Australia’s impact (with an eight hours difference)

Australia was one of the 40 participants, and it had a major time difference (there’s an eight-hour difference to CEST). Continuing to look at video platforms, DNS traffic in Australia was 22% higher at 23:00 CEST (07:00 local time) than it was in the previous Saturday and continued high around 17% of increase a few hours after. Before the 23:00 peak, traffic was 20% higher at 22:00 and 17% at 21:00, when the event was beginning.

Eurovision 2022, the Internet effect version

The winners & social media

Social media in general in the 40 participating countries wasn’t as impacted, but there was a 01:00 CEST spike during the final at around the time the decision to choose the winner was between Ukraine and the UK — at 01:01 Ukraine was announced the winner of Eurovision 2022.

Eurovision 2022, the Internet effect version

We can also see an impact on social media in Ukraine, when Kalush Orchestra’s “Stefania” song was announced the winner at Saturday’s, May 14, final (it was already after midnight, May 15). The usual traffic slowing down night trend that is seen in other days was clearly interrupted after 01:02 CEST (02:02 local time in Ukraine).
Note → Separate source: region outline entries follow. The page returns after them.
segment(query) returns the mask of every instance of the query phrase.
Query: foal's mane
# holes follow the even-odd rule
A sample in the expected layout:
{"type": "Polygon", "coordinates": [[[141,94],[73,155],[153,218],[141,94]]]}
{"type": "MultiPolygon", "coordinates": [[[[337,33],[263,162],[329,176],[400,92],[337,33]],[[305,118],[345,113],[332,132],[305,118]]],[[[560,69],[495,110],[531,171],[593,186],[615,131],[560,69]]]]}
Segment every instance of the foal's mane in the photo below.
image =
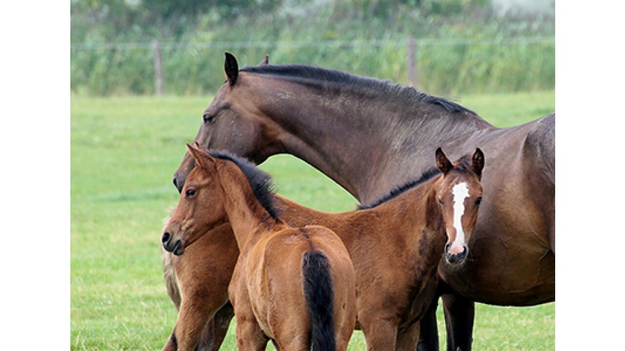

Eurovision 2022, the Internet effect version

Conclusion: the Eurovision effect

When an event like Eurovision happens, there are different patterns on the Internet in the participating countries, usually all in Europe (although this year Australia was also there). Fan and broadcaster websites have specific impact because of the event, but in such a multimedia event, there are also some changes in video platforms’ DNS traffic.

And that trend goes as far as the Internet traffic of the participating countries at a more general level, something that seems to indicate that people, at least for some parts of Eurovision and in some countries, were more focused on their national TV broadcast.

The Internet is definitely a human-centric place, as we saw before in different moments like the 2022 Oscars, the Super Bowl, French elections, Ramadan or even the war on Ukraine and the impact on the open Internet in Russia.